The results have not been verified by external scientists and published in an academic journal yet, but according to preliminary data analyzed by Marina and her colleagues, two-thirds of participants chose that they would like to fact-check the content of the post. “This suggests that people are quite willing to double-check the truthfulness of the information they see,” says Marina. In general, this result was consistent across the seven countries, but there were particular differences related to participants’ characteristics, such as age. Currently, the researchers are investigating what could explain such discrepancy.

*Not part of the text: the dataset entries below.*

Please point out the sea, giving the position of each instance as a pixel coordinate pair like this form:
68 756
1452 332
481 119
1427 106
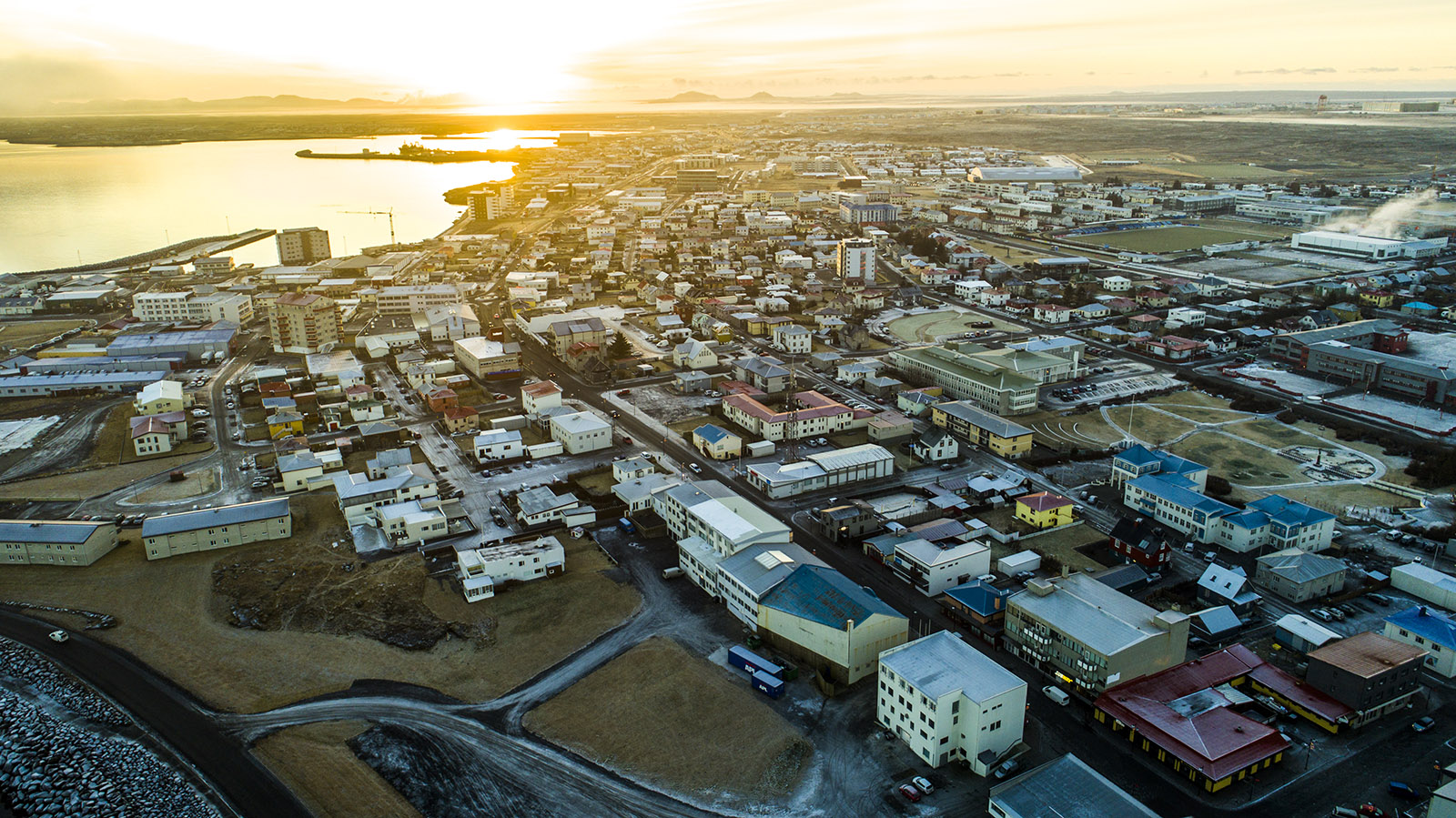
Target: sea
69 206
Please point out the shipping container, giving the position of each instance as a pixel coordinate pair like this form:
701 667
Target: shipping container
749 661
769 686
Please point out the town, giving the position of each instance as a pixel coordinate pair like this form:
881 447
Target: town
711 472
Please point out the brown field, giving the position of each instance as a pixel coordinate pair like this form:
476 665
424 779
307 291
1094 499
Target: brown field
169 619
319 767
688 725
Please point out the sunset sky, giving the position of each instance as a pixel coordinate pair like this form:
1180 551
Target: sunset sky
526 54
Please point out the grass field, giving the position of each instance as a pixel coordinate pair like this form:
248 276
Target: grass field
1237 460
688 725
1167 239
928 327
319 767
1148 425
171 619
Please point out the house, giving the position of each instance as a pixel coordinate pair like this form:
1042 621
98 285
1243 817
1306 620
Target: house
1045 510
1225 585
484 571
693 356
55 541
1369 672
932 568
1426 629
830 625
1091 633
1138 539
1298 575
948 702
580 432
717 441
499 444
218 527
935 446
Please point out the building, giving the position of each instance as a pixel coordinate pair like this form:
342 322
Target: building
997 436
1427 631
55 541
580 432
1065 788
1092 635
1369 672
302 247
303 323
813 414
746 577
966 378
950 702
220 527
932 568
717 441
415 298
484 571
855 258
1045 510
830 625
823 470
1188 718
1298 575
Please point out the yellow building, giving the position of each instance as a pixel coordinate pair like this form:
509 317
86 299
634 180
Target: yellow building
1045 510
989 431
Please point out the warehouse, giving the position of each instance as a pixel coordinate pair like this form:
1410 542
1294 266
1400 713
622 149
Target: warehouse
55 541
222 527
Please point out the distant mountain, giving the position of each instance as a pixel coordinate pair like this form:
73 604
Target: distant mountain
240 104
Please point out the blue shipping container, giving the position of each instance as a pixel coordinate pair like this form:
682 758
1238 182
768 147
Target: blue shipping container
752 662
769 686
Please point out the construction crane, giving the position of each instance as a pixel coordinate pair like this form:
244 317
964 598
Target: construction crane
389 213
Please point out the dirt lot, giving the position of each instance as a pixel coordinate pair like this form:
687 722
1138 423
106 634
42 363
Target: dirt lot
317 763
167 619
688 725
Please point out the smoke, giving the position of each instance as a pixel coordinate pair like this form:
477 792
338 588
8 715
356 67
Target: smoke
1400 217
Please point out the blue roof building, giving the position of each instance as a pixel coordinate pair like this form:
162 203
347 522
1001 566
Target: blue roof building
829 623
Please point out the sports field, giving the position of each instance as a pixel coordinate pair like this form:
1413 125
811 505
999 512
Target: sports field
1167 239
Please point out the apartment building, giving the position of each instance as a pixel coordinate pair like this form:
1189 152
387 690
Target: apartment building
303 323
303 247
948 702
1091 633
55 541
220 527
484 571
966 378
995 434
419 298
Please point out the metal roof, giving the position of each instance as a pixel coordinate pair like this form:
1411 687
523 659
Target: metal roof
47 530
215 517
941 662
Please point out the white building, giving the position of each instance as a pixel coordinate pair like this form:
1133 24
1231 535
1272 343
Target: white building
499 444
580 432
950 702
482 571
855 258
932 568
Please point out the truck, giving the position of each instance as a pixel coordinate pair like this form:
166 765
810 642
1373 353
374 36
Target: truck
752 662
768 684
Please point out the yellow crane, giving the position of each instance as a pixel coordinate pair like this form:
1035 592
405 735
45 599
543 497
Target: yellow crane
389 213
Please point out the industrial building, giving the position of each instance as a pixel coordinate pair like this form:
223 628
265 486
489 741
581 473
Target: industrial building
222 527
948 702
55 541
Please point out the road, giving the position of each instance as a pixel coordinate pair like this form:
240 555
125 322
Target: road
239 779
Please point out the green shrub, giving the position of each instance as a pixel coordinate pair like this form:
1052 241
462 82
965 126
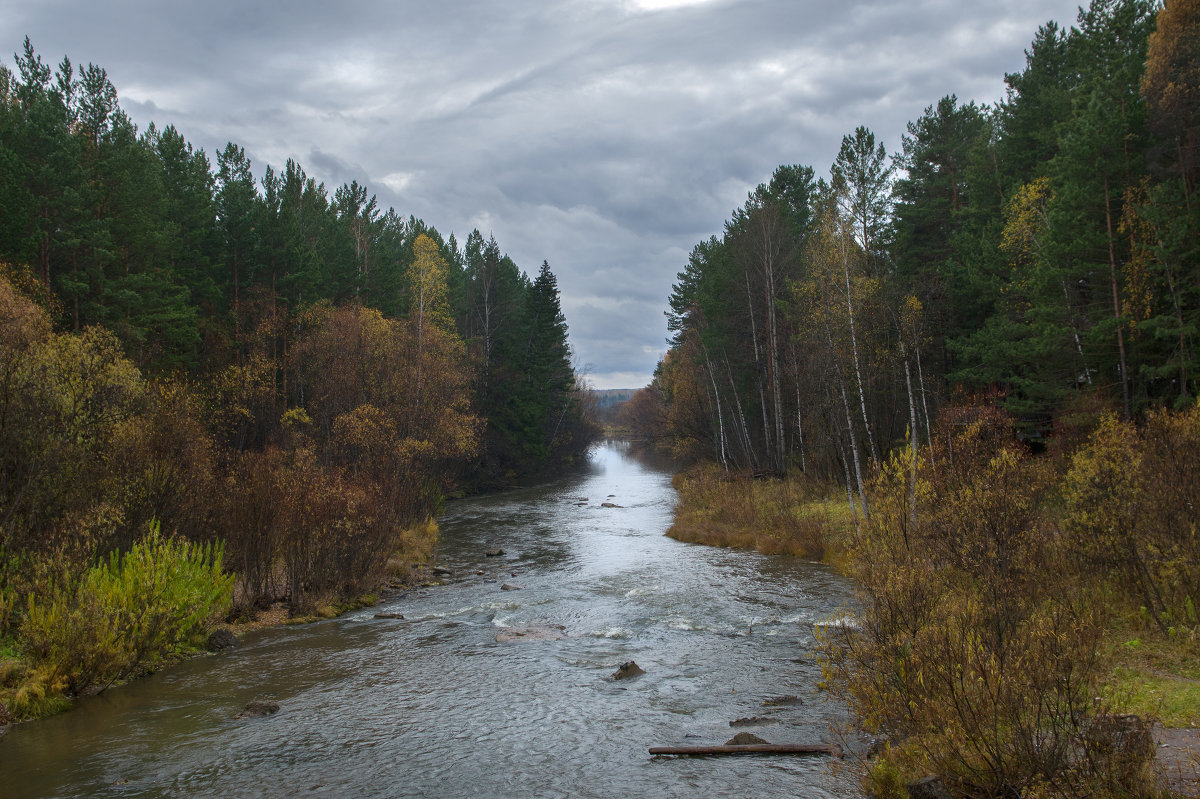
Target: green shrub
126 614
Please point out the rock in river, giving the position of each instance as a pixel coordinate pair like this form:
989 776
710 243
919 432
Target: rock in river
627 671
221 640
258 708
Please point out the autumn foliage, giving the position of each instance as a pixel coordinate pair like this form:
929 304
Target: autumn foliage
979 652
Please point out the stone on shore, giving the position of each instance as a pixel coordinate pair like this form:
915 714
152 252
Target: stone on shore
221 640
546 632
780 701
259 708
930 787
745 739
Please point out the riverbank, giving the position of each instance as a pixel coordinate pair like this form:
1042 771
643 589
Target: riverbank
1017 610
791 515
449 702
79 652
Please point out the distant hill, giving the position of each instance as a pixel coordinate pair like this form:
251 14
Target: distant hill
610 397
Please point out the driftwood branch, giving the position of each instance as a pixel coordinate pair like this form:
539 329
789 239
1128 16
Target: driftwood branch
751 749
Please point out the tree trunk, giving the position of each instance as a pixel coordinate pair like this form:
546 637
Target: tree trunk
1116 301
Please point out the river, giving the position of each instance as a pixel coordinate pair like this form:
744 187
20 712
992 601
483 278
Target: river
435 706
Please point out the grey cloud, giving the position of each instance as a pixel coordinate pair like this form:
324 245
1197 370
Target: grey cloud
604 139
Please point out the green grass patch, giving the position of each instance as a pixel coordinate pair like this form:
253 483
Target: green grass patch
1151 674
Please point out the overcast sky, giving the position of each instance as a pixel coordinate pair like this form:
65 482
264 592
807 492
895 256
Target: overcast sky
604 136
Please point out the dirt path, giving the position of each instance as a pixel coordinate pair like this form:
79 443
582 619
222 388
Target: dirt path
1179 758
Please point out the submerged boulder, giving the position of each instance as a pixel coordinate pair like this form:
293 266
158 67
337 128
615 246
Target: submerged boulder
627 671
222 638
259 708
781 701
753 721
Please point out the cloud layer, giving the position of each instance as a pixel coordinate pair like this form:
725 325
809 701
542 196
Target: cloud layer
604 136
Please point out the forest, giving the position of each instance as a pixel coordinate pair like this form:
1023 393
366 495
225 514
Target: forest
1038 254
220 391
982 344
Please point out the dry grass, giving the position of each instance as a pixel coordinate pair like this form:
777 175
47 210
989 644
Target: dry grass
790 516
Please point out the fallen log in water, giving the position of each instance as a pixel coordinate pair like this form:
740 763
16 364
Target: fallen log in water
751 749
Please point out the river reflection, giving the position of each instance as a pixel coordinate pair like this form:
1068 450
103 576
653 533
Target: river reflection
435 706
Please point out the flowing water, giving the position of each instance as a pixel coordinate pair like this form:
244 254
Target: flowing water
435 706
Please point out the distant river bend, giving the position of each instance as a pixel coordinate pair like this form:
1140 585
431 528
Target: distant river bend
436 706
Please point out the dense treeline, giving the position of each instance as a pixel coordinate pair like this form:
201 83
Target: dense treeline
1041 252
1014 278
286 374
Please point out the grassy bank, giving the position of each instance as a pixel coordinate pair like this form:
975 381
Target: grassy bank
136 613
1025 619
775 516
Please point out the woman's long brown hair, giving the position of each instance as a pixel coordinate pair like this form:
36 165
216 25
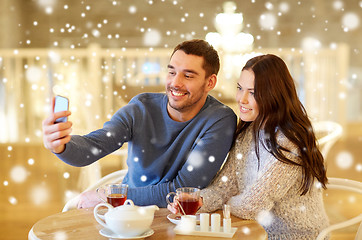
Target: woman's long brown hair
280 109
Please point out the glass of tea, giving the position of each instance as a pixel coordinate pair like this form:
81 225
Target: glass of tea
115 193
187 198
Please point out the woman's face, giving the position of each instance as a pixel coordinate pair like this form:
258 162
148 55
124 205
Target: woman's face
245 96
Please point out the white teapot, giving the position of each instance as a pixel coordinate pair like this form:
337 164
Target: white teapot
126 220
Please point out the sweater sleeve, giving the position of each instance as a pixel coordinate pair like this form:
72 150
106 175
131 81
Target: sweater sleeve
201 166
84 150
270 187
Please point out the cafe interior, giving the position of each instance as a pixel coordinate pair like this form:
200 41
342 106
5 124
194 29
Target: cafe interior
99 54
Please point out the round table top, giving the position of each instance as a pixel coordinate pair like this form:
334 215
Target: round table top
81 224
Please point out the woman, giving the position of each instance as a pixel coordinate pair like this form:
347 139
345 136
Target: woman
274 173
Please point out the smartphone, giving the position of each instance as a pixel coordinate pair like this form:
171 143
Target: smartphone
61 104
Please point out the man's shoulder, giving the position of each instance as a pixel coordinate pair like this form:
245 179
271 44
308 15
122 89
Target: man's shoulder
148 98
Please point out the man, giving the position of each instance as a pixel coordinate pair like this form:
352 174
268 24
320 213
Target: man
176 139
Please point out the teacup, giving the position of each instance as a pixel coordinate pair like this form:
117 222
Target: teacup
115 193
188 199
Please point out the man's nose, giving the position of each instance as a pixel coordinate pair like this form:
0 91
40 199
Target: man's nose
177 81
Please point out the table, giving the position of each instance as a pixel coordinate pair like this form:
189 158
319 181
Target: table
81 224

While the battle against mis- and disinformation will continue to be hard to win, studies like Marina’s help to understand what we can do about this, providing evidence-based strategies. For instance, fact-checking requires extra time, which could prevent people from doing that. To minimize the issue, Marina suggests that “building fact-checking tools into social media platforms can make this task much easier for users. And as our study shows, the majority of users would engage with built-in fact-checking tools.” But even if users are willing to fact-check, this doesn’t mean that the sources they will access would be reliable. And one strategy to cope with this could be the integration of reliable sources on social media platforms themselves. In fact, now during the coronavirus pandemics, such a strategy has been used by Instagram, in which posts related to the pandemic
s usually come accompanied by a link to the pages of health authorities.
It is also important to highlight that, although Marina’s study included a large number of people, the participants were all from European countries, which may not necessarily represent the behavior of individuals from other continents. In addition, the experiments were done in a controlled condition and, as Marina complements, “it remains to be shown if such findings generalize to the real world when individuals do not only see one post, but when they are presented with an abundance of information. It will be interesting to see whether the high levels of willingness to fact-check is also present in everyday life.” Hopefully, we will be able to hear more about the outcomes of this study very soon.
When not researching public trust in science, Marina also enjoys teaching about it. If you are more interested in the topic, she was one of the instructors in the online and freely available course “Communicating Trustworthy Information in the Digital World”. On top of that, Marina enjoys playing the guitar in the post-punk band “Big Pleasure”, training for her green belt in Japanese Jiu-Jitsu, as well as skateboarding.